Let’s talk about the “carried interest loophole,” a provision that allows hedge fund and private equity managers (invariably part of the top 1/10 th of 1%) to classify income from investing gains as “carried interest,” which is taxed at the “capital gains” rate—only about half their normal tax rate. I didn’t study economics at West Point, and financial issues weren’t nearly so complex back in my day (I’m talking about the antebellum years of the 1850s), but common sense tells me that such an arrangement is grossly unfair to the vast majority of Americans, many of whom pay a higher effective tax rate than the highly select group in question.

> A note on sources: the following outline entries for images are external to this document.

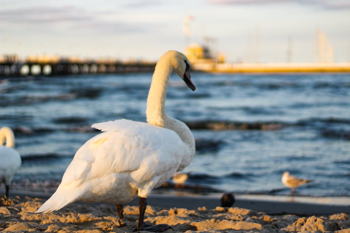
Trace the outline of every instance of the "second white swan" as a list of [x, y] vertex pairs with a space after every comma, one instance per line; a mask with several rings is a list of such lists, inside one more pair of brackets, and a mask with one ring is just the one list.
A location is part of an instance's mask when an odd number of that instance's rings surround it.
[[[6, 145], [4, 145], [5, 140]], [[5, 183], [7, 198], [12, 178], [21, 164], [21, 155], [15, 150], [13, 132], [10, 128], [2, 127], [0, 129], [0, 184]]]
[[164, 224], [144, 227], [146, 198], [153, 189], [187, 166], [194, 155], [189, 129], [168, 116], [164, 107], [173, 72], [194, 90], [189, 71], [190, 62], [182, 53], [170, 51], [163, 55], [156, 66], [147, 99], [148, 123], [123, 119], [93, 125], [104, 132], [78, 150], [57, 191], [36, 212], [59, 210], [78, 201], [113, 203], [122, 225], [122, 205], [138, 196], [135, 231], [168, 229]]

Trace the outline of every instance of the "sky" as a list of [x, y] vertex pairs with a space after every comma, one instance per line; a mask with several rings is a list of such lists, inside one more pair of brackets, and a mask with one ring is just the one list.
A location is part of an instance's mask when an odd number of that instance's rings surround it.
[[22, 58], [156, 61], [197, 43], [229, 62], [313, 62], [321, 33], [328, 60], [350, 61], [350, 0], [0, 0], [0, 54]]

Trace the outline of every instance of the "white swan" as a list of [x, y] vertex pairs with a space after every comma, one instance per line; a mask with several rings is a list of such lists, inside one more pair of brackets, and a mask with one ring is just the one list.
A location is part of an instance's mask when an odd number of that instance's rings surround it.
[[194, 138], [189, 129], [167, 115], [164, 107], [173, 72], [194, 90], [189, 69], [183, 54], [170, 51], [163, 55], [156, 66], [147, 99], [148, 123], [123, 119], [92, 125], [104, 132], [78, 150], [56, 192], [36, 213], [59, 210], [78, 201], [113, 203], [123, 225], [122, 205], [138, 196], [140, 215], [135, 230], [162, 230], [164, 226], [143, 227], [146, 198], [153, 189], [187, 166], [194, 155]]
[[22, 164], [21, 155], [14, 148], [15, 136], [12, 130], [7, 127], [0, 129], [0, 184], [5, 183], [7, 198], [12, 178]]
[[312, 180], [306, 180], [297, 178], [290, 175], [288, 172], [285, 172], [283, 173], [281, 180], [282, 183], [285, 185], [285, 186], [290, 188], [292, 194], [294, 194], [294, 188], [312, 181]]

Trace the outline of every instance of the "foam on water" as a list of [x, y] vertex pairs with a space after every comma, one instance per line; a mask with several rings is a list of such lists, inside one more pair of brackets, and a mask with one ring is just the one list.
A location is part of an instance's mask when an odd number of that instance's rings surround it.
[[[99, 133], [94, 123], [145, 121], [152, 75], [3, 79], [0, 126], [14, 129], [23, 158], [15, 184], [59, 183], [76, 152]], [[314, 180], [297, 188], [300, 194], [350, 196], [348, 74], [192, 76], [194, 92], [171, 77], [166, 103], [196, 138], [188, 184], [285, 194], [281, 175], [288, 170]]]

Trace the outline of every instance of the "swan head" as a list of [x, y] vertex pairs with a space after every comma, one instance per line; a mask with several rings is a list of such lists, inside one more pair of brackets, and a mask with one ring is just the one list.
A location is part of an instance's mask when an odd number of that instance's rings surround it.
[[172, 57], [171, 63], [173, 72], [182, 78], [191, 90], [195, 90], [196, 87], [191, 80], [190, 74], [191, 63], [186, 56], [174, 50], [169, 51], [166, 54], [169, 54]]

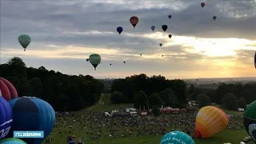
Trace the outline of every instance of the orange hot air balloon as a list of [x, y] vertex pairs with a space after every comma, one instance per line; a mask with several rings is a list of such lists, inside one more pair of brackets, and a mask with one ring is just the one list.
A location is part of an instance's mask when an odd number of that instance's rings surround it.
[[136, 16], [130, 17], [130, 22], [131, 25], [133, 25], [134, 29], [135, 29], [135, 26], [138, 22], [138, 18], [136, 17]]
[[226, 128], [229, 118], [226, 113], [215, 106], [202, 107], [195, 121], [195, 136], [210, 138]]

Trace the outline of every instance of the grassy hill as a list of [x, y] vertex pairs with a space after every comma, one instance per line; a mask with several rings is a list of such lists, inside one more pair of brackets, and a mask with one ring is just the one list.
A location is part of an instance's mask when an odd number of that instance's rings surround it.
[[[90, 110], [98, 110], [98, 111], [104, 111], [104, 110], [118, 110], [119, 107], [122, 106], [122, 109], [124, 108], [130, 108], [133, 107], [132, 104], [120, 104], [120, 105], [112, 105], [110, 102], [110, 94], [103, 94], [99, 102], [90, 107], [86, 110], [81, 110], [79, 112], [88, 112]], [[237, 115], [241, 114], [241, 113], [234, 112], [234, 111], [229, 111], [225, 110], [228, 114], [232, 115]], [[72, 113], [70, 114], [72, 114]], [[82, 125], [81, 123], [77, 123], [75, 122], [72, 122], [72, 117], [62, 118], [62, 122], [62, 122], [62, 123], [67, 123], [71, 121], [70, 124], [73, 127], [74, 127], [75, 130], [72, 130], [72, 134], [74, 134], [77, 136], [77, 138], [89, 138], [89, 134], [86, 134], [85, 131], [90, 130], [92, 129], [93, 126], [94, 126], [96, 123], [92, 123], [89, 122], [84, 122], [86, 127], [84, 129], [81, 129]], [[53, 134], [51, 135], [52, 138], [54, 138], [54, 142], [53, 143], [54, 144], [63, 144], [66, 142], [66, 135], [70, 134], [69, 130], [70, 128], [67, 125], [62, 125], [58, 126], [58, 127], [54, 128], [53, 130]], [[58, 134], [59, 132], [59, 130], [61, 130], [63, 133], [62, 134]], [[108, 130], [106, 130], [104, 128], [101, 128], [102, 130], [102, 132], [107, 133]], [[168, 130], [171, 130], [171, 128], [168, 128]], [[226, 130], [221, 132], [220, 134], [218, 134], [214, 135], [213, 138], [206, 138], [206, 139], [195, 139], [196, 144], [222, 144], [225, 142], [230, 142], [230, 143], [240, 143], [240, 141], [242, 141], [245, 137], [247, 137], [248, 134], [245, 130]], [[100, 144], [157, 144], [159, 143], [159, 141], [162, 138], [162, 135], [151, 135], [151, 136], [131, 136], [129, 138], [110, 138], [109, 137], [103, 137], [101, 139], [98, 140], [98, 142]], [[88, 138], [84, 139], [83, 141], [85, 143], [90, 143], [90, 144], [96, 144], [96, 141], [92, 141]], [[254, 142], [250, 142], [249, 144], [252, 144]]]

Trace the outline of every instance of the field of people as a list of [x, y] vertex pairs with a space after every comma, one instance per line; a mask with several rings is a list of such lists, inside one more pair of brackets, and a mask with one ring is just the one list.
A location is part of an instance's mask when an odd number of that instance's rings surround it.
[[[162, 136], [173, 130], [184, 130], [189, 128], [194, 133], [196, 113], [145, 117], [106, 118], [106, 110], [125, 110], [131, 104], [114, 105], [110, 96], [103, 94], [98, 102], [78, 112], [58, 114], [55, 127], [50, 138], [50, 143], [63, 144], [68, 135], [75, 135], [84, 143], [104, 144], [156, 144]], [[228, 129], [211, 138], [195, 138], [196, 144], [239, 143], [248, 136], [242, 123], [242, 114], [238, 112], [225, 110], [232, 115]], [[190, 126], [190, 127], [187, 127]], [[253, 142], [249, 142], [249, 144]]]

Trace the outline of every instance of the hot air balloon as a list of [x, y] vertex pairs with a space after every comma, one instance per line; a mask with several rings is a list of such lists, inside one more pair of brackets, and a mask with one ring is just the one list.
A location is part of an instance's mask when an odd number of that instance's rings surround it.
[[26, 48], [30, 45], [31, 42], [31, 38], [27, 34], [22, 34], [18, 38], [18, 42], [24, 48], [24, 51], [26, 51]]
[[9, 104], [14, 119], [9, 136], [13, 137], [14, 130], [43, 131], [42, 138], [21, 138], [29, 144], [38, 144], [51, 133], [55, 112], [48, 102], [35, 97], [20, 97], [10, 101]]
[[167, 25], [162, 25], [162, 30], [163, 30], [164, 32], [166, 32], [166, 30], [168, 29]]
[[[0, 96], [0, 139], [9, 133], [13, 122], [13, 113], [8, 102]], [[1, 142], [0, 142], [1, 143]]]
[[216, 16], [214, 16], [214, 17], [213, 17], [213, 19], [214, 19], [214, 21], [216, 20], [216, 18], [217, 18]]
[[134, 29], [135, 29], [135, 26], [138, 22], [138, 18], [136, 16], [130, 17], [130, 22], [134, 26]]
[[0, 77], [0, 96], [6, 101], [18, 98], [15, 87], [8, 80]]
[[94, 70], [96, 70], [97, 66], [101, 63], [101, 56], [98, 54], [92, 54], [89, 57], [89, 61], [90, 64], [94, 67]]
[[120, 35], [121, 33], [122, 32], [122, 27], [118, 26], [118, 27], [117, 28], [117, 31], [118, 32], [118, 34], [119, 34], [119, 35]]
[[26, 144], [24, 141], [18, 138], [14, 138], [2, 139], [2, 141], [0, 141], [0, 143], [1, 144]]
[[194, 144], [194, 140], [188, 134], [182, 131], [171, 131], [162, 137], [160, 144]]
[[206, 6], [206, 3], [205, 2], [202, 2], [201, 3], [201, 6], [203, 8], [204, 6]]
[[202, 107], [198, 113], [195, 122], [197, 138], [210, 138], [226, 128], [229, 119], [222, 110], [214, 106]]
[[254, 67], [256, 69], [256, 51], [255, 51], [255, 54], [254, 54]]
[[256, 142], [256, 101], [246, 106], [243, 114], [243, 125], [250, 136]]
[[155, 26], [151, 26], [151, 30], [152, 30], [152, 31], [154, 31], [154, 29], [155, 29]]

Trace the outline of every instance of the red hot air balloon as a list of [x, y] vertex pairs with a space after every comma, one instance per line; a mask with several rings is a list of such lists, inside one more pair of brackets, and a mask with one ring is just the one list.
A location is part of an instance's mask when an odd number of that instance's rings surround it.
[[135, 26], [138, 22], [138, 18], [136, 17], [136, 16], [130, 17], [130, 22], [131, 25], [133, 25], [134, 29], [135, 29]]
[[6, 101], [18, 98], [18, 93], [14, 85], [3, 78], [0, 78], [0, 96]]
[[206, 6], [206, 3], [205, 2], [202, 2], [201, 3], [201, 6], [203, 8], [204, 6]]

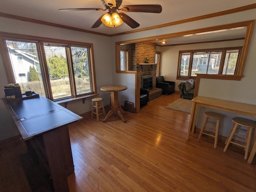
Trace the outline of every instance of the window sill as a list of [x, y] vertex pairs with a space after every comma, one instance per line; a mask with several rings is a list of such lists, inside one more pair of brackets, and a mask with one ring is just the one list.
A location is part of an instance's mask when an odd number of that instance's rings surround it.
[[85, 100], [86, 98], [88, 98], [89, 97], [92, 97], [93, 96], [98, 95], [98, 94], [99, 94], [98, 93], [92, 93], [92, 94], [86, 95], [85, 96], [83, 96], [81, 97], [72, 97], [71, 98], [68, 98], [67, 99], [62, 99], [61, 100], [58, 100], [58, 101], [54, 101], [54, 102], [58, 104], [61, 104], [64, 103], [64, 104], [65, 105], [65, 108], [66, 108], [68, 106], [68, 102], [82, 99], [83, 101], [83, 103], [84, 104], [85, 101]]

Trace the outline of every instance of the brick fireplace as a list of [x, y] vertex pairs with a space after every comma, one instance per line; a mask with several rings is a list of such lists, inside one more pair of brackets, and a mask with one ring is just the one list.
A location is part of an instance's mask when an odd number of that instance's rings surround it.
[[[145, 42], [134, 43], [131, 45], [131, 70], [140, 72], [140, 87], [143, 87], [142, 77], [152, 77], [152, 88], [150, 91], [149, 100], [150, 101], [161, 96], [162, 89], [156, 88], [157, 70], [157, 65], [155, 64], [156, 44]], [[144, 62], [146, 57], [149, 59], [148, 64], [140, 65], [145, 64]]]

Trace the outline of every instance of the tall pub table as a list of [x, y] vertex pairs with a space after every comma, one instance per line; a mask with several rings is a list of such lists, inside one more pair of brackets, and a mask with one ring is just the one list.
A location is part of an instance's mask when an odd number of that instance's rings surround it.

The rationale is that these people reinvest their money in the economy, creating new technologies, fueling growth, and ultimately creating jobs for working people. That may be at least partially true, and in itself that’s a good thing, but what about all the money that average people spend? After all, it’s not as if working people put their salary in their mattress! No, they spend every penny they earn on things like rent and food and toys for the kids. Don’t all those expenditures help the economy as well? And the fact is, there’s a good deal of evidence that a lot of the money invested in developing new products and technologies is wasted on ill-conceived ventures (“venture capitalism” sounds glamorous, but everything isn’t a success).
It seems to me that every dollar taxed away from working people (and in this instance I’m talking about the bottom 99%!) would have been spent in productive ways. I’m no fan of companies like Walmart, Target or McDonald’s—they don’t pay their workers nearly enough—but is there some reason our tax policy is deliberately steering money away from them—including the whole supply chain and the jobs it creates—and towards Silicon Valley instead? Okay, a good deal of what’s sold at Walmart is actually manufactured in China, but that doesn’t change the essential injustice of what’s going on here.